Hi,

I would just like to remind everyone that the issue that what the draft RFC is attempting to solve is purely a unified way for resource holders to say where the addresses are located.
That is it, it is not attempting to actually check where the addresses are, just that it is actually the resource holder that is giving you this information.

Additionally, the only thing being discussed here which is relevant is
"should we have a geofeed attribute that accepts a URL, or just a remarks attribute with a value prefixed with Geofeed?"

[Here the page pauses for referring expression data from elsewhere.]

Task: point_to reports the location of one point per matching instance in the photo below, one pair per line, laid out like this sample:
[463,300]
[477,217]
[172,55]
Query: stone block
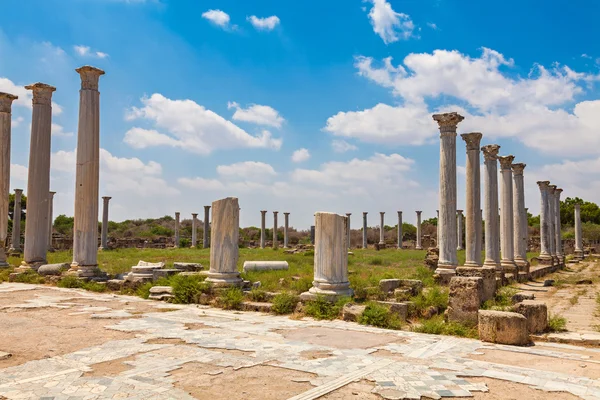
[53,269]
[464,299]
[503,327]
[352,312]
[265,265]
[488,274]
[536,313]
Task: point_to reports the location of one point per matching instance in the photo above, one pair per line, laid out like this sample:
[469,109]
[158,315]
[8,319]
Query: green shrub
[284,303]
[379,315]
[231,299]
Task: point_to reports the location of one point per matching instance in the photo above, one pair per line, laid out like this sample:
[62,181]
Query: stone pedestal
[472,199]
[490,204]
[104,235]
[506,217]
[38,182]
[447,222]
[331,258]
[5,140]
[224,247]
[206,233]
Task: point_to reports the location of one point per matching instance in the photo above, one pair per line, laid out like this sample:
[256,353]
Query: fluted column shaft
[38,182]
[490,206]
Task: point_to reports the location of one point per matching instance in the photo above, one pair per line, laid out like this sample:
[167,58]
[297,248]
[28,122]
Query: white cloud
[300,155]
[266,24]
[257,114]
[191,127]
[391,26]
[341,146]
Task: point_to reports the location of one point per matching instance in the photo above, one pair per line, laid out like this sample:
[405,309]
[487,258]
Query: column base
[224,279]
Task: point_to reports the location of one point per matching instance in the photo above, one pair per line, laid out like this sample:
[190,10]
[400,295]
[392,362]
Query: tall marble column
[519,218]
[552,223]
[490,206]
[224,249]
[419,245]
[507,249]
[382,228]
[50,219]
[104,233]
[447,202]
[349,236]
[365,230]
[545,258]
[15,239]
[578,235]
[263,234]
[331,258]
[399,229]
[194,228]
[87,178]
[286,225]
[275,227]
[473,199]
[38,182]
[5,139]
[206,233]
[459,220]
[558,233]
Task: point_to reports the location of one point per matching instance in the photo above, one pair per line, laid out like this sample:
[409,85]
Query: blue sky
[305,106]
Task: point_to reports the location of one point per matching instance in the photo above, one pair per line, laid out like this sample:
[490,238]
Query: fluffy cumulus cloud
[187,125]
[257,114]
[537,109]
[264,24]
[390,25]
[300,155]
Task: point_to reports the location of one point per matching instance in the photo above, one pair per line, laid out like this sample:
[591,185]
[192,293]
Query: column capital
[89,77]
[447,122]
[6,100]
[518,168]
[506,162]
[490,152]
[473,140]
[42,93]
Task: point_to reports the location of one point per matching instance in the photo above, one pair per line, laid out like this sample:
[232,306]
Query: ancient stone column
[459,229]
[286,224]
[399,229]
[38,181]
[5,138]
[365,230]
[382,228]
[177,229]
[206,233]
[558,233]
[490,206]
[545,258]
[447,223]
[275,241]
[472,199]
[263,234]
[578,235]
[194,234]
[224,249]
[331,258]
[15,245]
[520,218]
[50,219]
[104,234]
[552,223]
[419,245]
[507,249]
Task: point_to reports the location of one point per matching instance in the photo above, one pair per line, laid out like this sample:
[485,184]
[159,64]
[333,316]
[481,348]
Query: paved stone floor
[326,356]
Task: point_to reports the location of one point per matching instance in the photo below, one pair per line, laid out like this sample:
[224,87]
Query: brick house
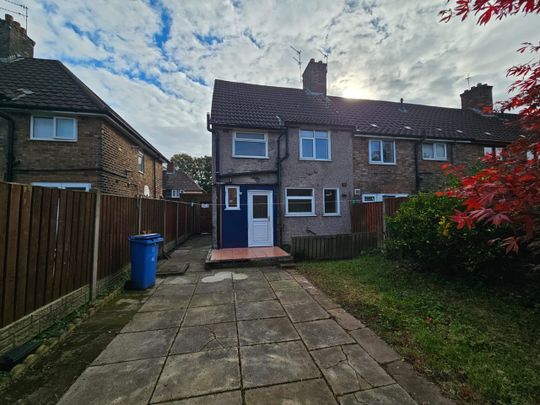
[54,131]
[177,185]
[289,162]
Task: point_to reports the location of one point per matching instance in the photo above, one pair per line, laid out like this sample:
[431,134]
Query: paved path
[245,336]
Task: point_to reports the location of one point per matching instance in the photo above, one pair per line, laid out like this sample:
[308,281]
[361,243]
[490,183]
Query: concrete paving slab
[208,299]
[284,285]
[325,333]
[193,374]
[389,395]
[122,383]
[209,315]
[259,294]
[422,390]
[349,368]
[136,346]
[165,303]
[276,363]
[375,346]
[175,290]
[223,398]
[311,392]
[154,320]
[346,320]
[305,311]
[259,310]
[206,337]
[224,285]
[266,331]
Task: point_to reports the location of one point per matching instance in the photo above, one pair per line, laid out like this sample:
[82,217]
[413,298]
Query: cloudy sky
[155,61]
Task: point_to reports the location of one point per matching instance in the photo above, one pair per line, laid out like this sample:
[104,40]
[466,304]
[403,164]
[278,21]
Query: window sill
[53,140]
[250,157]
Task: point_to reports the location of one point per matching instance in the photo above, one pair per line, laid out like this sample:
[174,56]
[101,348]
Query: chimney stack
[479,97]
[314,77]
[14,41]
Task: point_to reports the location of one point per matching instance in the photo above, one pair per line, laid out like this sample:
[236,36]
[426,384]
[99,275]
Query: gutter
[8,176]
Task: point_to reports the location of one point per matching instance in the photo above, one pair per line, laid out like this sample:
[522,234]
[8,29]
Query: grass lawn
[479,342]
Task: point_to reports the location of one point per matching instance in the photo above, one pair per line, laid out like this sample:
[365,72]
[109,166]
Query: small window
[299,202]
[250,145]
[331,201]
[140,162]
[382,152]
[232,198]
[434,151]
[314,145]
[54,129]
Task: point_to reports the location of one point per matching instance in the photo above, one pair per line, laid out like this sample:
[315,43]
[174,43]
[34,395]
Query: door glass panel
[260,206]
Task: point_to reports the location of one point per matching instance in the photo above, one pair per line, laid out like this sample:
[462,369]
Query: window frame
[140,154]
[54,137]
[301,149]
[338,203]
[227,206]
[300,214]
[433,146]
[382,162]
[265,141]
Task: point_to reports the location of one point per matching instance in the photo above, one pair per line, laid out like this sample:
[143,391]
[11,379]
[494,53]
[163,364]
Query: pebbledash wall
[401,177]
[101,156]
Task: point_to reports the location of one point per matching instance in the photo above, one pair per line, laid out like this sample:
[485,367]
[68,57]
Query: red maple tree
[506,192]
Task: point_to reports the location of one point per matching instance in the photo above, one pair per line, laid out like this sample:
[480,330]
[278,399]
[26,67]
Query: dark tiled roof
[248,105]
[46,84]
[178,180]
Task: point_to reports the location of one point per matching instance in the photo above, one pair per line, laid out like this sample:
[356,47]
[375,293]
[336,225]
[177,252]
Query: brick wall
[57,161]
[400,178]
[121,175]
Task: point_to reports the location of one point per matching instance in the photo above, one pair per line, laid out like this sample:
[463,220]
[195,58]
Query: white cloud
[379,49]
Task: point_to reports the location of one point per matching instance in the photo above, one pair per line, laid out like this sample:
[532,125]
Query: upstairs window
[299,202]
[331,201]
[140,162]
[314,145]
[54,129]
[250,145]
[382,152]
[434,151]
[232,198]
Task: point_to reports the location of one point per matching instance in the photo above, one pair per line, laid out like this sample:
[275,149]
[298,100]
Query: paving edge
[50,343]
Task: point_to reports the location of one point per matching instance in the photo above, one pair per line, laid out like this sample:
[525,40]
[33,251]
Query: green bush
[422,232]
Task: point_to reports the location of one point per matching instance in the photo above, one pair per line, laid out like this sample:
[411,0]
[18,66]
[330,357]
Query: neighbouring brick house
[54,131]
[289,162]
[177,185]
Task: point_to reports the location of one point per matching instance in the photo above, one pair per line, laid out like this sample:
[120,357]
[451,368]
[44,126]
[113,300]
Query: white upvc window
[382,152]
[250,145]
[315,145]
[331,203]
[434,151]
[140,162]
[299,202]
[232,197]
[381,197]
[47,128]
[492,151]
[65,186]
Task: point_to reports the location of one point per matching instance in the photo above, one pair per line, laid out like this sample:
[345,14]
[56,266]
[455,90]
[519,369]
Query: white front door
[260,218]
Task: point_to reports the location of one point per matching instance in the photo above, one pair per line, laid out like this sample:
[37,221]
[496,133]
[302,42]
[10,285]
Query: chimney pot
[314,77]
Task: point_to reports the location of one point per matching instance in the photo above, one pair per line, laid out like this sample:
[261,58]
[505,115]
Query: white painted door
[260,218]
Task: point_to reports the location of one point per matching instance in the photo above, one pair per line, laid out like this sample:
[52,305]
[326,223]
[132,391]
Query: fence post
[95,253]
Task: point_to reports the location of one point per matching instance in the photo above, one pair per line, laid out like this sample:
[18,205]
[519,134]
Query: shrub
[422,232]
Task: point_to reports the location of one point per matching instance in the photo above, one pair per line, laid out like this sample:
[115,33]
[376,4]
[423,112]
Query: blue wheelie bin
[144,251]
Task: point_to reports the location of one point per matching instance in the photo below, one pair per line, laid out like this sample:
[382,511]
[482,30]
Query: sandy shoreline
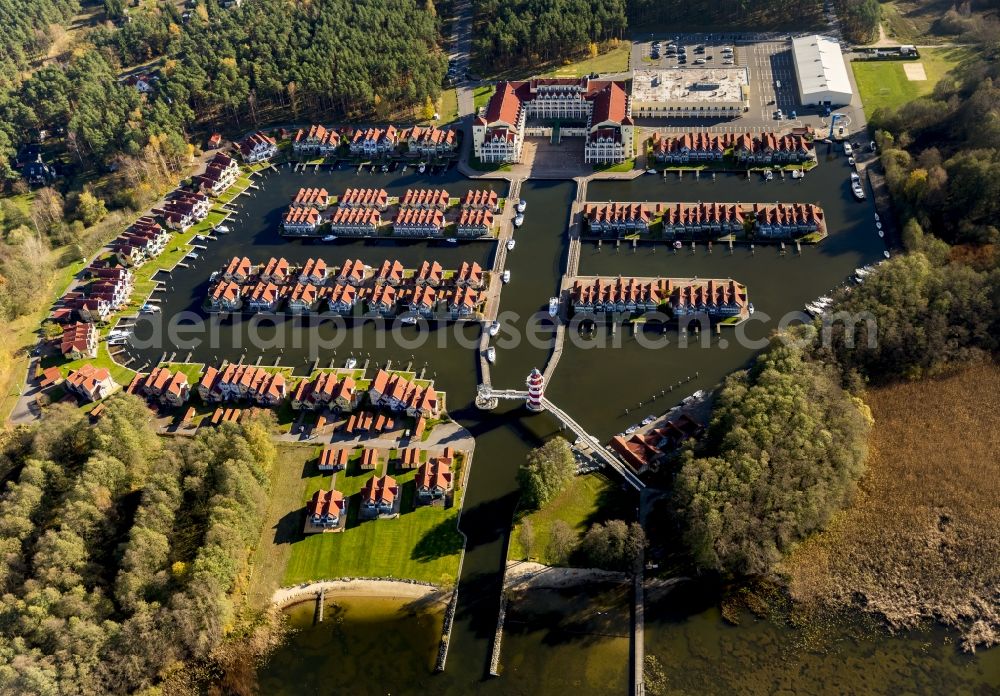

"remarks: Geofeed https://example.com/geofeed.csv"
vs
"geofeed: https://example.com/geofeed.csv"

That is it, other things than that are not relevant to the db-wg, and should go on other relevant mailing lists at the IETF or whoever is coordinating this.

- Cynthia


On Wed, Oct 7, 2020 at 9:06 PM Matthias Merkel via db-wg <db-wg@ripe.net> wrote:

A RIPE hosted geolocation feed may indeed provide some advantages, however in my opinion this should instead be based on data supplied by the LIR (or end user for PI assignments), as it would be using an external geolocation feed, instead of automatically via Atlas. There are various reasons for why a measurement approach may return bad data (i.e. routing inconsistencies).

 

Matthias Merkel

Executive Vice President

Staclar, Inc.

+1-628-213-1141 | +49 15678 585608

matthias.merkel@staclar.com

staclar.com

Munich, Germany

linkedin

 

 

From: db-wg <db-wg-bounces@ripe.net> On Behalf Of Elad Cohen via db-wg
Sent: Wednesday, 7 October 2020 17:01
To: Horváth Ágoston János <horvath.agoston@gmail.com>; Job Snijders <job@instituut.net>
Cc: db-wg@ripe.net >> Database WG <db-wg@ripe.net>
Subject: Re: [db-wg] proposal: new attribute 'geofeed:'

 

+1

 

and I would like to suggest an adjustment:

 

Not everyone will add the "geofeed" value and the geolocations in the csv will not validated by a 3rd party and may also be not up to date.

 

I suggest to make the csv creation (of each INETNUM object) automatic and hosted by RIPE NCC, RIPE NCC can use all the current ATLAS Probes in order to check the physical location of each ip (using latencies from many probes to each ip, and using latencies from many probes to each router in the routing path to each ip, other ICMP queries can be used as well to query the routers in the routing path for physical information such as timezone as additional measures, etc). Algorithem will be efficient meaning at first only small number of probes will check each ip and then more probes physically near the first probe with the smallest latency.

 

Kind Regards,

Elad


From: db-wg <db-wg-bounces@ripe.net> on behalf of Job Snijders via db-wg <db-wg@ripe.net>
Sent: Wednesday, October 7, 2020 5:19 PM
To: Horváth Ágoston János <horvath.agoston@gmail.com>
Cc: db-wg@ripe.net >> Database WG <db-wg@ripe.net>
Subject: Re: [db-wg] proposal: new attribute 'geofeed:'

 

On Wed, Oct 07, 2020 at 03:43:33PM +0200, Horváth Ágoston János wrote:
> An interesting proposal, but merging an external data set with RIPE
> Database arises some questions:
>
> - RIPE Database is set up to contain hierarchical data already. With this
> proposal, we would take some of this data outside the database in a manner
> that does not guarantee consistency with the database itself.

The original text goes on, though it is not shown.